We treasured the seasons in Madison, like autumn when we first arrived. From our first apartment in what Eddie Reyes called “Dickensian”, we could see the autumn leaves from our window with our eight-month old Mo, the radio playing “Tammy” by Debbie Reynolds.

We had our first snow in Eagle Heights, a new housing for graduate students and their families, and made halo halo from the newly fallen white flakes. Autumn almost over, we walked through the woods to Picnic Point, and trod on the thick carpet of fallen leaves. We felt the chill in our bones, thinking a sweater would do in the open.

We had our first blizzard December that year, thankful that our apartment was well insulated, and we had just done our groceries so our small fridge was well stocked. We bought only the cheap cuts of meat good for soups and stews. Our only treat was at McDonald’s once a month.

I hated waiting for the school bus in winter when five minutes in the bus stop was an eternity. Good thing we got warm coats from the Salvation Army. I envied your staying home with Mo, reading Dr. Spock to her or letting her watch on TV the Mickey Mouse show or the Friendly Giant while you kept house. I was grateful for the hot beef stew or chicken soup you prepared when I got home from the campus. .

In Potsdam, New York, we would drive on weekends to see the St. Lawrence Seaway locks where at the viewing deck we could chat briefly with Filipino seamen on ships going to the Great Lakes. In the Adirondacks we visited Saranac Lake where Quezon was remembered as El Presidente.

We had no central heating in Cowley, Oxford, and made do with coal in the fireplace and electric fires in the bedrooms. We had to wear our overcoats inside theaters and endure the cigarette smoke. Good thing we had no asthma then but we stank after every show. On weekends we toured the English countryside with a Minor 1000 that still used a crank to start a stalled engine. .

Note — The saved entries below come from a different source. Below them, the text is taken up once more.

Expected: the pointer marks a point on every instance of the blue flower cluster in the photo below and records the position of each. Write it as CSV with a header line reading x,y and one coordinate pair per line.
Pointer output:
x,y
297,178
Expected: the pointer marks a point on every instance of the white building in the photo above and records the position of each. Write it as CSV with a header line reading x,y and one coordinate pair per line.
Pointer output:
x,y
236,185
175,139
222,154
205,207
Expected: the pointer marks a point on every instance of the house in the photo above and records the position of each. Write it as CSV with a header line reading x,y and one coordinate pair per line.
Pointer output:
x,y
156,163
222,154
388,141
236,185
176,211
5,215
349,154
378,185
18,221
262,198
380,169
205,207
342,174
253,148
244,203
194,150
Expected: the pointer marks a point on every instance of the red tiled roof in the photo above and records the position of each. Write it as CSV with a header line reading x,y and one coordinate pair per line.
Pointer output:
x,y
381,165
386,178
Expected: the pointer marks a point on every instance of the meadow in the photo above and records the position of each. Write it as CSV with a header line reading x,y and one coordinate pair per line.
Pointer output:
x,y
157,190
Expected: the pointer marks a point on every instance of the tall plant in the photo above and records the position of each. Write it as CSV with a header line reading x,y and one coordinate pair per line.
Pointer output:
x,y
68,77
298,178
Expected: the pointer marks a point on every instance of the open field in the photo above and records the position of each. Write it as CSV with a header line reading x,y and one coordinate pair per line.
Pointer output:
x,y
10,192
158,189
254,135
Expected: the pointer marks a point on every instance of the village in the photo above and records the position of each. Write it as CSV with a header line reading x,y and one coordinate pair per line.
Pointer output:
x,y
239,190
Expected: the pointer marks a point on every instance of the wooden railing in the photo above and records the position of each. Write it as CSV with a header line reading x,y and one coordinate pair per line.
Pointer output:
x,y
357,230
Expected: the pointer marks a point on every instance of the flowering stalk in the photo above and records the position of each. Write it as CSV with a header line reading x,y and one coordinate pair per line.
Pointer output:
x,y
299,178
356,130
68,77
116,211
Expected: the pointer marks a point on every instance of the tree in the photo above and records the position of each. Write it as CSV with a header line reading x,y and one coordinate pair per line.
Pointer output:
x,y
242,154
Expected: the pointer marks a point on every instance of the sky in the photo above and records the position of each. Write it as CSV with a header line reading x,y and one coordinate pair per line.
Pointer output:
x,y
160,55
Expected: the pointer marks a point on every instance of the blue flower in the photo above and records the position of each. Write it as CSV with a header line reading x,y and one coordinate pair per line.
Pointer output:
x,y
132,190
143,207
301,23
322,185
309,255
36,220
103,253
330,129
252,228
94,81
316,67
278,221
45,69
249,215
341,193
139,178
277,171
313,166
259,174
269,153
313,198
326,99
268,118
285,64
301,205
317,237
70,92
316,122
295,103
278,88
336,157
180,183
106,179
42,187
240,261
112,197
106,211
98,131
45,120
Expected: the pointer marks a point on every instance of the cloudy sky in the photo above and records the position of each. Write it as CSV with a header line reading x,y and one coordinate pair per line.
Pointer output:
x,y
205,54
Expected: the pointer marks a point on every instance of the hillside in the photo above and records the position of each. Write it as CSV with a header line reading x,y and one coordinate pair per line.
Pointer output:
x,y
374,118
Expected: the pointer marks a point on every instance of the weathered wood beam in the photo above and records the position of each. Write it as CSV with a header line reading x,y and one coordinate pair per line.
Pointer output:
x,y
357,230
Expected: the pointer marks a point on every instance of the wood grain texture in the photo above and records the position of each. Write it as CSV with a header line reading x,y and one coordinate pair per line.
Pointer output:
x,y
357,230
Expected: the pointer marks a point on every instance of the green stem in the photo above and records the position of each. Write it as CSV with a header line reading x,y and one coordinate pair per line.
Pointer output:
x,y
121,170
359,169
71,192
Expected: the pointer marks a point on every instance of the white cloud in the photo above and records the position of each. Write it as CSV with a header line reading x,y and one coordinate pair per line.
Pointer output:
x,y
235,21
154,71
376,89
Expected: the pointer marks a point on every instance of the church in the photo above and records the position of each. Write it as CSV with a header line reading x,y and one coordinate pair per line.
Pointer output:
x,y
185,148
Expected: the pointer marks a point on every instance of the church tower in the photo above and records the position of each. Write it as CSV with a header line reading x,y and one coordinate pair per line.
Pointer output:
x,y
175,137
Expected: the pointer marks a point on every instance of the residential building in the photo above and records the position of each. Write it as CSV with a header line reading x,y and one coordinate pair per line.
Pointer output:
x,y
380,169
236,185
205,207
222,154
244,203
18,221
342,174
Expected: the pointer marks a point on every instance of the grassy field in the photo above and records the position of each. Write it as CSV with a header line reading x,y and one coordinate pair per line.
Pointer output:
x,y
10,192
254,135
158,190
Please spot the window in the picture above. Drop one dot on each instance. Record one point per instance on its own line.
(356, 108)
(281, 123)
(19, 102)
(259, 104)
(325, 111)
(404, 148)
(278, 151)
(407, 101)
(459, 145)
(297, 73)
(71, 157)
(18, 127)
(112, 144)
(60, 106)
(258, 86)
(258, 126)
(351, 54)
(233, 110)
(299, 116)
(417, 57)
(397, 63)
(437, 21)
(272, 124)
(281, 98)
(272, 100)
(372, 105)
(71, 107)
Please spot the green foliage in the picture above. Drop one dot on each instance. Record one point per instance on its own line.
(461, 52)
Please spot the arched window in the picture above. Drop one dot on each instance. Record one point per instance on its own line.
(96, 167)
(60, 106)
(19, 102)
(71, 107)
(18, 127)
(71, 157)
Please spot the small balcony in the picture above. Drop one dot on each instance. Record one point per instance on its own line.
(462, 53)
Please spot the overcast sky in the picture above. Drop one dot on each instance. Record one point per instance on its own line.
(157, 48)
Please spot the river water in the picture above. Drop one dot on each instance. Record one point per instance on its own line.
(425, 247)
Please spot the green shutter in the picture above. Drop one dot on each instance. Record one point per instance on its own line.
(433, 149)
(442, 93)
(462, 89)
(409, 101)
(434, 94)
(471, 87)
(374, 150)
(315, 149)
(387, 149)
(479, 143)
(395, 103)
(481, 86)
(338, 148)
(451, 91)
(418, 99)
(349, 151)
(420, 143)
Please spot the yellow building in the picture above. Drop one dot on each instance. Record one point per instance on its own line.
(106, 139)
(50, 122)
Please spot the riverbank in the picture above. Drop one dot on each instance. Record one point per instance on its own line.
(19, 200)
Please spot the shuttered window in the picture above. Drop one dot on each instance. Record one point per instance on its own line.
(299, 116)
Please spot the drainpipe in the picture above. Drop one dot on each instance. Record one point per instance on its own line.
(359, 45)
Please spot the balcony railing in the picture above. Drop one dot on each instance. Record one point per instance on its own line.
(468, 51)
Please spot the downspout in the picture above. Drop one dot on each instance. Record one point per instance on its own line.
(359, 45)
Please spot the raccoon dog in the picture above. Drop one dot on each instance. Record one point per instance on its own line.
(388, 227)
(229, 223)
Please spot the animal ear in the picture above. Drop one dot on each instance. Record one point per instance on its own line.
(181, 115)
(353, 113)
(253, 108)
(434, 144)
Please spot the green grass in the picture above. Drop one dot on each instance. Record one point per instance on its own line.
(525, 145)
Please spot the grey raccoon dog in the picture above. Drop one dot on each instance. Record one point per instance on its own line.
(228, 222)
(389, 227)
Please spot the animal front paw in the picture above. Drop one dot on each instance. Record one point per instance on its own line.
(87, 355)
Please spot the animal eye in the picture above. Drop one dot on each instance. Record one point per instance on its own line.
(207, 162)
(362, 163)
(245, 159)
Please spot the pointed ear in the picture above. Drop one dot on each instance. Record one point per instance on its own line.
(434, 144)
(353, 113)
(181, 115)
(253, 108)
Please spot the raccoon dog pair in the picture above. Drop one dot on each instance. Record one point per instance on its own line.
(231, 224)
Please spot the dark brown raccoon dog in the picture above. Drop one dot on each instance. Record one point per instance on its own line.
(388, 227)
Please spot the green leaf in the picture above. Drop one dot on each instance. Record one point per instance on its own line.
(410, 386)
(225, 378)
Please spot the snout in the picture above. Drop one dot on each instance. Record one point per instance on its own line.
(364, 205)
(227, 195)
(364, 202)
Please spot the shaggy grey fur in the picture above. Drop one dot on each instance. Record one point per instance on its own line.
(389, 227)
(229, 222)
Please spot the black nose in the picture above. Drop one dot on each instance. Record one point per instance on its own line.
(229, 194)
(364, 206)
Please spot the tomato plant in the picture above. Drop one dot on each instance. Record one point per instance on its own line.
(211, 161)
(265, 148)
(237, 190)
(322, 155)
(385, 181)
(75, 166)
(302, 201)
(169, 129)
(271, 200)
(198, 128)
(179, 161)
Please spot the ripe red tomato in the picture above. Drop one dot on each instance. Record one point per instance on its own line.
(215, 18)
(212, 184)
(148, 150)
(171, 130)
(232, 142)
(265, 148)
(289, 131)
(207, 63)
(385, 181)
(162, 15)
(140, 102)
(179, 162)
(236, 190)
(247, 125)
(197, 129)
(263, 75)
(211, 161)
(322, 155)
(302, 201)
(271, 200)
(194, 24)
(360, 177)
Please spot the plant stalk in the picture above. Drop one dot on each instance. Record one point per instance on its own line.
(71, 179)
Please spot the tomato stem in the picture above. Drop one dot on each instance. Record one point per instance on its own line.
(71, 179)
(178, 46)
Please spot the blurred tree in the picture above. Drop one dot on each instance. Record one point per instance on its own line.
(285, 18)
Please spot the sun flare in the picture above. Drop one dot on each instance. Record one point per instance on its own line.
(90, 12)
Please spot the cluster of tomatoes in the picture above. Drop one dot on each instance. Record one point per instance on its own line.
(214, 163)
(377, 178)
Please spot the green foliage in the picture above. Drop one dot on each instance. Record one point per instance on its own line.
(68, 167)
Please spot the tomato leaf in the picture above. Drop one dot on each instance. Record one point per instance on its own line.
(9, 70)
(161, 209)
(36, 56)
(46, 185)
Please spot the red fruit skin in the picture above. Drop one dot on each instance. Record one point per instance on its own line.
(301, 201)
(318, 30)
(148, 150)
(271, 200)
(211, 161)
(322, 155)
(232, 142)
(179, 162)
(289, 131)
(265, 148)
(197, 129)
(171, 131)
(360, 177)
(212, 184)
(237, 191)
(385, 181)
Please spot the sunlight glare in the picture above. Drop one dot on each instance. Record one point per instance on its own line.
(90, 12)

In May 1967 we began our “grand tour” of western Europe with three kids and Minda. From the start the car handle broke and I had to secure it with a string so it wouldn’t fall off. The camp ground atop the cliffs of Dover was still frozen and we all slept in our tent with our winter coats on.

Camping grounds in northern France had not yet opened and we stayed in a small hotel with a full view of Amiens cathedral. Our “petit dejeuner” was a pitcher of warm fresh milk and a big bowl of croissants. The children still talk about it. And the juiciest weiners in Munich.

British soldiers in lorries waved at us in the Minor 1000 with its roof rack fully packed with our things. We guessed ours was the only Minor 1000 they had seen on the road in Europe. .

In southern France we checked in a camp site and wondered about the caravans with curtained windows and the big American cars which should have told us they belonged to gypsies. They became friendly when you talked to them in Spanish.

We crossed the Pyrenees to Spain late afternoon and had to check in an auberge at the border. We woke up that morning to see our Minor 1000 covered with snow. In sunny Zaragoza you marveled at tent sites, each canopied with roses. We did see the sky in Toledo as El Greco saw it.

Two more weeks we toured Italy, Austria, Switzerland, Germany, Holland, Belgium where we took the ferry back to Dover just as the Six-Day War began. We vowed to revisit Spain and Italy later on, and we did. A flood of memories of other places, other times. Thank you, Elenita, thank you so much.

(A memorial gathering for Elenita, 79, will be held tomorrow morning at 10, at the Island Cove, Binakayan, Kawit, Cavite.)